Krull-Akizuki theorem without Axiom of Choice

Motivation
This question came from my efforts to solve this problem presented by Andre Weil in 1951.

We use the definitions in my answers to this question.
Can we prove the following theorem without Axiom of Choice?

Theorem
Let $A$ be a weakly Artinian integral domain.
Let $K$ be the field of fractions of $A$.
Let $L$ be a finite extension field of $K$.
Let $B$ be a subring of L containing $A$.
Then the following assertions hold.

(1) Every ideal of $B$ is finitely generated

(2) Every non-zero prime ideal of $B$ is maximal.

(3) $leng_A B/I$ is finite for every non-zero ideal $I$ of $B$.

EDIT
Why worry about the axiom of choice?

Solutions Collecting From Web of "Krull-Akizuki theorem without Axiom of Choice"

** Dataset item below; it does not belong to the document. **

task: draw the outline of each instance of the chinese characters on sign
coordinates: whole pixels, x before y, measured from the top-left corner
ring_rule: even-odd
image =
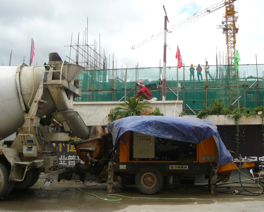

I borrowed the idea of the Bourbaki’s proof of Krull-Akizuki theorem.

Lemma 1
Let A be a weakly Artinian integral domain.
Let $M$ be a torsion $A$-module of finite type.
Then $leng_A M$ is finite.

Proof:
Let $x_1, …, x_n$ be generating elements of $M$.
There exists a non-zero element $f$ of $A$ such that $fx_i = 0$, $i = 1, …, n$.
Let $\psi:A^n \rightarrow M$ be the morphism defined by $\psi(e_i) = x_i$, $i = 1, …, n$,
where $e_1, …, e_n$ is the canonical basis of $A^n$.
Since $leng_A A^n/fA^n$ is finite and $\psi$ induces a surjective mophism $A^n/fA^n \rightarrow M$, $leng_A M$ is finite.
QED

Lemma 2
Let A be a weakly Artinian integral domain.
Let $K$ be the field of fractions of $A$.
Let $M$ be a torsion-free $A$-module of finite type.
Let $r = dim_K M \otimes_A K$.
Let $f$ be a non-zero element of $A$.
Then $leng_A M/fM \leq r(leng_A A/fA)$

Proof:
There exists a $A$-submodule $L$ of $M$ such that $L$ is isomorphic to $A^r$ and $Q = M/L$ is a torsion module of finite type over $A$.
Hence, by Lemma 1, $leng_A Q$ is finite.
Let $n \geq 1$ be any integer.
The kernel of $M/f^nM \rightarrow Q/f^nQ$ is $(L + f^nM)/f^nM$ which is isomorphic to $L/(f^nM \cap L)$.
Since $f^nL \subset f^nM \cap L$,
$leng_A M/f^nM \leq leng_A L/f^nL + leng_A Q/f^nQ \leq leng_A L/f^nL + leng_A Q$.
Since $M$ is torsion-free, $f$ induces isomorphism $M/fM \rightarrow fM/f^2M$.
Hence $leng_A M/f^nM = n(leng_A M/fM)$.
Similarly $leng_A L/f^nL = n(leng_A L/fL)$.
Hence $leng_A M/fM \leq leng_A L/fL + (1/n) leng_A Q$.
Since $L$ is isomorphic to $A^r$, $leng_A L/fL = r(leng_A A/fA)$. Hence, by letting $n \rightarrow \infty$, $leng_A M/fM \leq r(Leng_A A/fA)$.
QED

Lemma 3
Let A be a weakly Artinian integral domain.
Let $K$ be the field of fractions of $A$.
Let $M$ be a torsion-free $A$-module.
Suppose $r = dim_K M \otimes_A K$ is finite.
Let $f$ be a non-zero element of $A$.
Then $leng_A M/fM \leq r(Leng_A A/fA)$

Proof:
Let $(M_i)_I$ be the family of finitely generated $A$-submodules of $M$.
$M/fM = \cup_i (M_i + fM)/fM =\cup_i M_i/(M_i \cap fM)$.
Since $fM_i \subset M_i \cap fM$, $M_i/(M_i \cap fM)$ is isomorphic to a quotient of $M_i/fM_i$.
Hence, by Lemma 2, $leng_A M_i/(M_i \cap fM) \leq r(leng_A A/fA)$.
Hence, by By Lemma 4 of this, $leng_A M/fM \leq r(leng_A A/fA)$
QED

Lemma 4
Let A be a weakly Artinian integral domain.
Let $K$ be the field of fractions of $A$.
Let $L$ be a finite extension field of $K$.
Let $B$ be a subring of $L$ containing $A$.
Then $leng_A B/fB$ is finite for every non-zero element $f \in B$.

Proof:
Since $L$ is a finite extension of $K$, $a_rf^r + … + a_1f + a_0 = 0$, where $a_i \in A, a_0 \neq 0$.
Then $a_0 \in fB$.
Since $B \otimes_A K \subset L$, $dim_K B \otimes_A K \leq [L : K]$.
Hence, by Lemma 3, $leng_A B/a_0B$ is finite.
Hence $leng_A B/fB$ is finite.
QED

Proof of the title theorem
By Lemma 2 of my answer to this, $B$ is weakly Artinian.
Hence, by this, we are done.
QED